What do you think your strengths and weaknesses are as a guitar player?
“I think my strengths are I’m able to make the guitar do what I’m imagining I want it to do. Since I was young, I’ve always worked on my technique to get it to the point where if there was something I’ve heard in my head, then I was able to do it. As far as weaknesses, there are so many aspects of guitar playing, so many different styles that I’m very much not connected to, not good at, don’t have experience with.
“Some of the greatest players, like Joe [Satriani], or like a Guthrie Govan, have the ability to bust out everything from Travis picking to gypsy jazz, bluegrass, blow through the giant step changes and things. Even though I went to Berklee and all that, it’s just like those types of things are all difficult to master in themselves. If anything, I’ll hear a player like Joe play and start drawing from all these different influences, and I’m kinda like scratching my head, like: ‘Hey, wait a minute, how do you do that?’”
Did you benefit as a guitarist and musician by having to learn and transcribe in the way you did, rather than having the information at your fingertips, as it is these days?
“I’m not really sure. Now, kids can see it and watch it on YouTube and slow it down and see exactly how it’s being done: we didn’t have that, I didn’t have that. I had to, like, drop a needle on a record if I wanted to learn an Al Di Meola lick. Even Jimmy Page licks,
I had no idea how they were doing it, and you’d try to imagine how they were doing it and that took longer. So maybe there’s some benefit from that kind of struggle and hard work, figuring it out on your own.”
Do you still practise and study these days?
“Absolutely. Recently, I actually went to a small luthier in Germany who’s got a gypsy-jazz acoustic that I’ve started getting into. I was really blown away by the unbelievable technique and improvisational skills of those guys and I was listening to that and I was like: ‘I want to be able to do that.’ Yeah, that happens all the time, for sure.”
You’ve got a unique approach in that in a lot of your solos, you tend to pick every note, which gives an aggressive feel to the line; what is it about picking every note that appeals to you musically?
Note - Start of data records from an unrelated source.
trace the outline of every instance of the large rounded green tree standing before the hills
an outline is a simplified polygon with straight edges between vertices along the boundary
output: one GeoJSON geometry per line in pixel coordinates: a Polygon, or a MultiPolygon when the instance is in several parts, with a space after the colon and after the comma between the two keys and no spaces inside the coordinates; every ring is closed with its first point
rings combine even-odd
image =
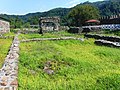
{"type": "Polygon", "coordinates": [[[72,26],[84,25],[89,19],[98,19],[100,17],[99,10],[91,5],[79,5],[73,8],[69,14],[69,22],[72,26]]]}

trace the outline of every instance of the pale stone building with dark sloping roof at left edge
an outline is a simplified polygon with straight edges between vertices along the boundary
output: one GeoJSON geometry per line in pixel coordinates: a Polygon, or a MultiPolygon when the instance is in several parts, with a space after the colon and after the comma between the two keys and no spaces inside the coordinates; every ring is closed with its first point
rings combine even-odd
{"type": "Polygon", "coordinates": [[[0,33],[10,32],[10,23],[8,20],[0,17],[0,33]]]}

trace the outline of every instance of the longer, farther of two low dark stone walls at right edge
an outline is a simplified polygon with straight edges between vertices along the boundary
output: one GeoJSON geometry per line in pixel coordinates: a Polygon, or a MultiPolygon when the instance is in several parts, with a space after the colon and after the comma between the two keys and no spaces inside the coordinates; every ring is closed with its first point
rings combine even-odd
{"type": "Polygon", "coordinates": [[[120,42],[120,37],[117,37],[117,36],[103,36],[98,34],[85,34],[84,36],[87,38],[95,38],[95,39],[103,39],[103,40],[112,41],[112,42],[120,42]]]}

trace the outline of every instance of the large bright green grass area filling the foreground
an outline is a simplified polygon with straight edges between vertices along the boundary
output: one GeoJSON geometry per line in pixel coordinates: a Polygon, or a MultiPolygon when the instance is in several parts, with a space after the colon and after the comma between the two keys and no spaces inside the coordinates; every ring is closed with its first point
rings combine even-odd
{"type": "Polygon", "coordinates": [[[120,90],[120,49],[93,39],[21,43],[18,81],[19,90],[120,90]]]}

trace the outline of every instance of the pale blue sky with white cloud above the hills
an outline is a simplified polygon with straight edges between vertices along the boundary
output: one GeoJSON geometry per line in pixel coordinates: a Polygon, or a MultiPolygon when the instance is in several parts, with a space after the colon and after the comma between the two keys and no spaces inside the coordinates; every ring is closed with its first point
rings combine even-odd
{"type": "Polygon", "coordinates": [[[58,7],[69,8],[85,1],[95,2],[103,0],[1,0],[0,14],[24,15],[48,11],[58,7]]]}

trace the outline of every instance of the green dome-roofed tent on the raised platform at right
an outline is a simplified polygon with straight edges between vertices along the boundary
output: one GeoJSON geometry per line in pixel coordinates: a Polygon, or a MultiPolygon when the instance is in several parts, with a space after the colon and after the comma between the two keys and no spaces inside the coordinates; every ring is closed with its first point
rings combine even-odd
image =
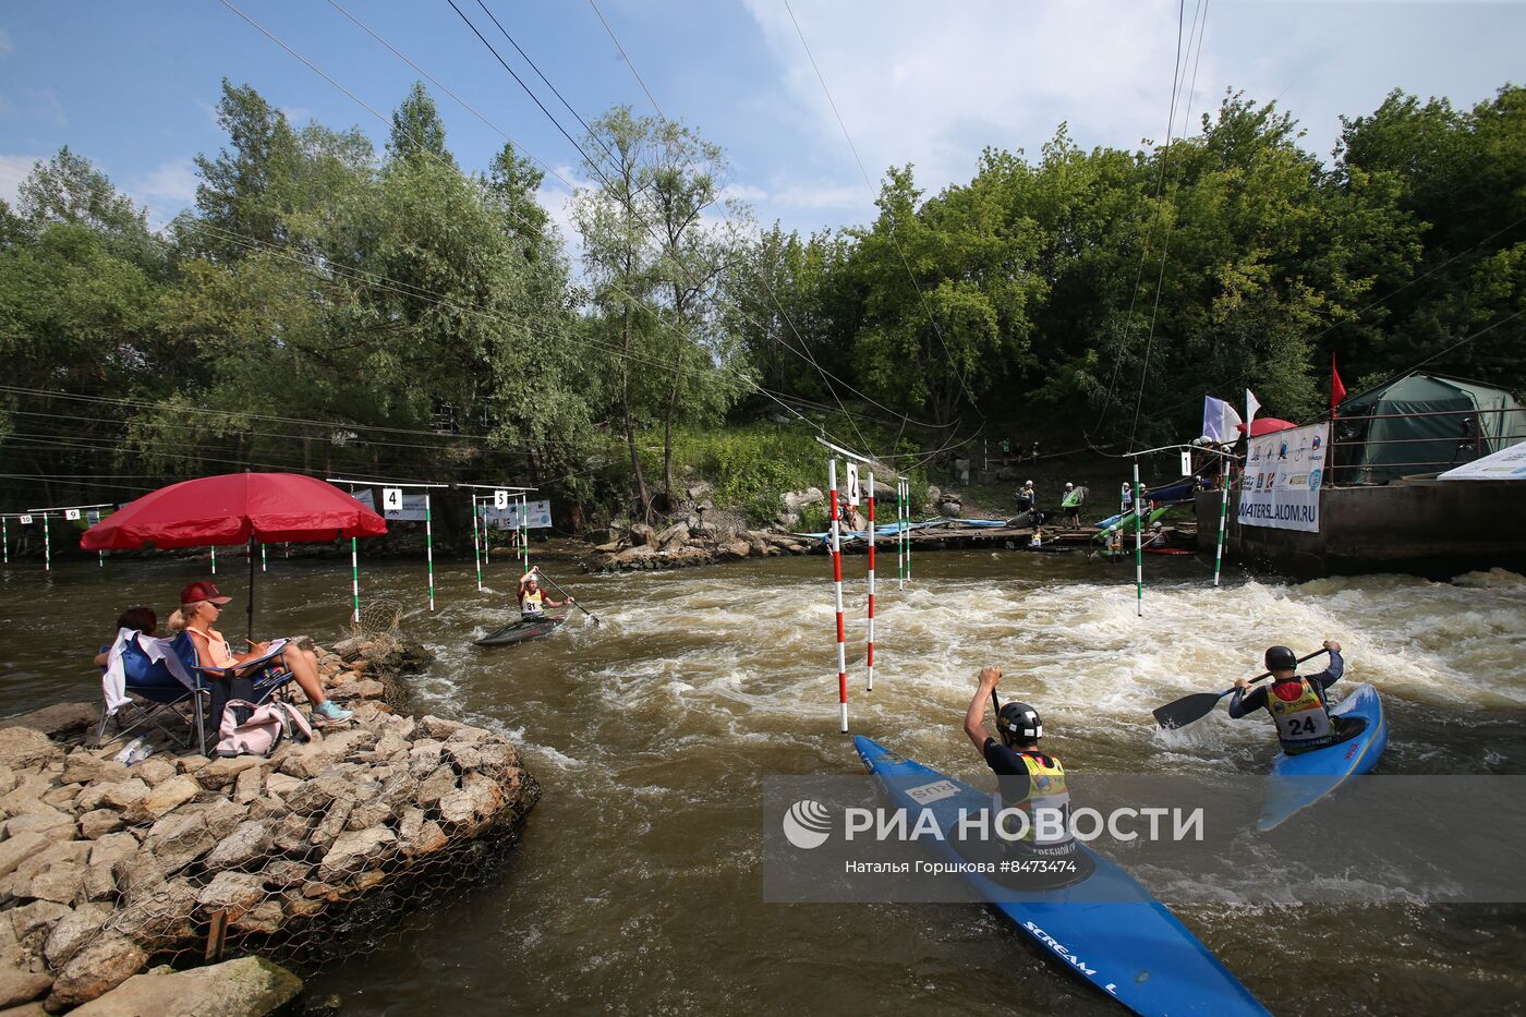
{"type": "Polygon", "coordinates": [[[1526,412],[1502,388],[1415,373],[1343,402],[1334,435],[1334,483],[1387,484],[1526,440],[1526,412]]]}

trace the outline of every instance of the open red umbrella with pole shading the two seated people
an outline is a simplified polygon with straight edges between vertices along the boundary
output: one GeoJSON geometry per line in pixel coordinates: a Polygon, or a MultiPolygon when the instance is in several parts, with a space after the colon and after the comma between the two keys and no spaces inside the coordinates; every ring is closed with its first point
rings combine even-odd
{"type": "Polygon", "coordinates": [[[255,628],[255,542],[382,536],[386,521],[313,476],[226,473],[171,484],[84,531],[87,551],[249,544],[249,629],[255,628]]]}

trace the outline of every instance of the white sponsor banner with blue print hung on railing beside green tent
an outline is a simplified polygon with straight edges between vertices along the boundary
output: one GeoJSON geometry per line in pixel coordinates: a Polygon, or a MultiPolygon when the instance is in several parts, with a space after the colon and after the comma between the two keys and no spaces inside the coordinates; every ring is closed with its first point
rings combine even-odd
{"type": "Polygon", "coordinates": [[[1318,533],[1328,461],[1329,421],[1251,438],[1241,481],[1239,524],[1318,533]]]}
“When I first got into that by listening to Steve Morse and Al Di Meola, I was really, really addicted to that whole concept, and was like: ‘I’m going to pick every note and that’s the only way to be,’ because it creates a very loud, forward, powerful and articulate sound when you’re playing. It’s the articulation and the separation of the notes – if you do it right, there’s nothing like that. There’s also this challenge and this pride, and kind of bragging rights that you can play in such a way that’s harder. It’s like you’re taking the more difficult path, so you’re able to have this pride.
“As the years have gone by and I’ve done more and more playing, recording and touring, I tend to use picking every note as a variation in my technique. So I’ve kind of come to the point where I do way more of a combination of a whole bunch of different techniques, instead of just using one.”
Dream Theater’s new album, Distance Over Time, is out now on Inside Out.